17年度予算案~「アベノミクス」と「消費税頼み」の路線の行き詰まりと破綻(メモ)
垣内亮 「議会と自治体」2017.3をベースにしたメモ。
17年度予算案について、個々の項目ではなく、その財政構造を、「アベノミクス」と「消費税頼み」の路線の行き詰まりと破綻という角度から解剖したもの。
【17年度予算案~「アベノミクス」と「消費税頼み」の路線の行き詰まりと破綻】
◆予算案の特徴
①「アベノミクス」と「消費税頼み」の路線の行き詰まりと破綻が、財政運営上も表面化
②「戦争する国づくり」のための軍拡。軍事費5年連続増
③暮らしの予算削減 社会保障「自然増」1400億円削減、文教、中小企業、農林水産業予算など減
④「財政健全化」の見通したたず。日銀の異次元金融緩和による財政の歪みの深刻化
◆予算案のスケッチ
“史上最高の予算規模の一方で国債費の減少”となっているが・・・
〔1〕.3つのごまかし / 苦肉の予算編成
①「高め」の経済成長率で、「税収」を盛る
・17年度 名目2・5%、実質1・5%成長と予測/甘かった16年度当初予算の見積もりより1080億円の増収
→ 16年度税収 見積もり57.6兆円に対し、▲1兆7,440億円 /15年度実績56.3兆円も割り込む
→ 16年度の実績55.7兆円より、「2兆円」も増えると見通し、とした。
・税収減について、安倍首相の説明「円高(による企業業績の悪化)が要因」
→ これまでの税収増は「円安」効果を暗に認めたもの
②外為特会剰余金 6年ぶりに全額繰り入れ 2.5兆円
・運用益2.5兆円全額は繰り入れ。前年比8583億円増/通常は7割程度
・その結果。「その他収入」 5兆3729億円。16年度比 プラス6871億円
③国債の想定金利 0.5%引き下げ
・国債費 前年度当初予算比 ▲836億円減の23兆5285億円
・「想定金利」 金利上昇に備え高めに設定。16年度、1.6% ⇒ 1.1%に引下げ/前年より7359億円の「削減」
→ 長期国債の金利を0%前後に操作するという日銀の介入の「支え」
★指値での無制限国債購入 2/3
10年物長期国債金利は約1年ぶりに0.150%まで上昇。事前に指定した利回りで市場から国債を無制限に買い入れて金利の上昇を抑える「指値オペ」を実施。市場の水準より低い0.11%という金利(高い価格)で、7239億円分の国債を買い入れた。

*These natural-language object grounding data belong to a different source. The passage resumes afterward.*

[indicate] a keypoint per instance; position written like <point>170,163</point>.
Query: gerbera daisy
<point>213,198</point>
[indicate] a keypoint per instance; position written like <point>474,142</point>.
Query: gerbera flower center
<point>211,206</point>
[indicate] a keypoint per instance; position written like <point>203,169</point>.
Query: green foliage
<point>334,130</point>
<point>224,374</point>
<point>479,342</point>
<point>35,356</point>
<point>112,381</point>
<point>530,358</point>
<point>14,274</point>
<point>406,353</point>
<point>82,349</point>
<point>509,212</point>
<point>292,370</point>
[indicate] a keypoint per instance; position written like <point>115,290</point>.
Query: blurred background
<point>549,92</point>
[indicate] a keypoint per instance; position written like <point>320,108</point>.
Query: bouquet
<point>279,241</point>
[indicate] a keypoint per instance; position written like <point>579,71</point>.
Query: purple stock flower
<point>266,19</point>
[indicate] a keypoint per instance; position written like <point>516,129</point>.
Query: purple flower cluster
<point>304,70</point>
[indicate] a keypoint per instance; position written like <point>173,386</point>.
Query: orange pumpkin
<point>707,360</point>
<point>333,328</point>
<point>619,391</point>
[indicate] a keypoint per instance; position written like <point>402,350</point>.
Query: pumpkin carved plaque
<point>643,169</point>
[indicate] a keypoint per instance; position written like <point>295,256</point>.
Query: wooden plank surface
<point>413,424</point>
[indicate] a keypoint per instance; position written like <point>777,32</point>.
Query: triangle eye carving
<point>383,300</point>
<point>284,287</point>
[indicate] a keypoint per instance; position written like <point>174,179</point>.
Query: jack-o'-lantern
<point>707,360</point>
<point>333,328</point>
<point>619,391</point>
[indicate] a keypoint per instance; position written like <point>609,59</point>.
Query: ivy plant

・従来、「想定金利」との差額が、補正予算の原資の1つであったが、税収を盛ったこととあわせ、補正予算は、赤字国債発行でしか対応できない。
④国債発行額 34兆3698億円と前年度より▲622億円を「粉飾」
税収「2兆円」増、外為剰余金「7500億円」増、国債費「5千億円」減を「操作」して、やっと622億円を「粉飾」
〔2〕財政再建の見通せず
①一般会計基礎的財政収支の赤字額
10兆8199億円 ⇒ 10兆8413億円へ悪化
→ PB、2020年度黒字化の公約(「経済・財政再生計画」)達成は不可能
②国・地方の長期債務残高
16年度末 1073兆円(実績見込み)⇒1093兆円〔見込みで〕
→ 16年度3次補正案で1.7兆円の赤字国債を発行/当初と補正後の比較 新規国債発行 4兆円余り増
★予算規模 5年連続過去最高の狙い
①国交省予算5年連続増など、GDP増/アベノミクスの「成果」粉飾
②GDP1%枠のもとで当初予算の防衛費の5年連続増
~さらに、財政法を無視し、当初予算に載せ切れない正面整備予算を補正で計上
◆「アベノミクス」の破綻が財政面でも表面化
〔1〕「アベノミクス」の3つの破綻 ますます鮮明化
①トリクルダウン政策の破綻
○大企業(資本金10億円以上) 12-15年度比較
経常利益 35.9兆円→ 51.7兆円/ 15.8兆円。148.6%
内部留保 333.5兆円→385.8兆円/ 52.3兆円
株主配当 13.5兆円→ 21.0兆円 /7.5兆円、179%
○大企業の労働者
賃金総額 47.2兆円→ 49.3兆円/2.1兆円、104.3%
一人当たり560.2万円→567.9万円/7.7万円、101.4%
(この間、消費者物価指数 5%近く上昇。大企業の労働者も実質賃金低下)
○毎月勤労者統計/平均賃金 12年11月-16年12月(速報)
名目31.3万円→31.5万円/実質31.5万円→30.0万円(年収18万円減)
○家計消費(二人以上世帯・実質) 15年9月~16年12月まで16ヶ月連続減
(16年2月は「うるう年効果」でプラスに。除くとマイナス)
○家計支出3年連続前年割れ/13年度25万1576円。16年度24万2425円。月9千円、年間10万円の減。
○雇用の「質」 2012-15年 (労働力調査)
・正規 36万人マイナス。非正規167万人増
・16年7-9月期 4年前の同時期より、正規33万人増
→ うち「医療・福祉」59万増。他は減少/重労働・低賃金の「人で不足」の分野
○年間新規求人数 12-16年 210万人増
・半分以上が非正規
・「医療・福祉」3割がトップで「卸・小売」「宿泊・飲食」「その他サービス」で3/4。低賃金で離職率が高い分野
〔2〕消費税大増税の破綻
・「影響は一時的」どころか、二度、4年間の延期。
・他の税の収入増も伸びを見込めず
・赤字国債発行 「民進党のような無責任なことはしない」といっていたが、2回の補正で4.6兆円発行
→16年度発行額39兆円。民主党12年度との比較(安倍政権になってからの補正除く)で5.8兆円しか改善せず/その間、消費増税。8.2兆円のうち6.5兆円は年金特例公債など借金圧縮に充当
→ 国債発行額の減少は、消費税増税の効果。「アベノミクス効果」ではない
★「アベノミクスの果実」の実態
国・地方で21兆円の税収増 12年度-16年度見込み比較
・この間に増えた消費税収は9兆円
・その他の税収が12兆円増え/12年度はリーマン・ショック後の経済危機と東日本大震災の影響で税収が異常に落ち込んだ時期。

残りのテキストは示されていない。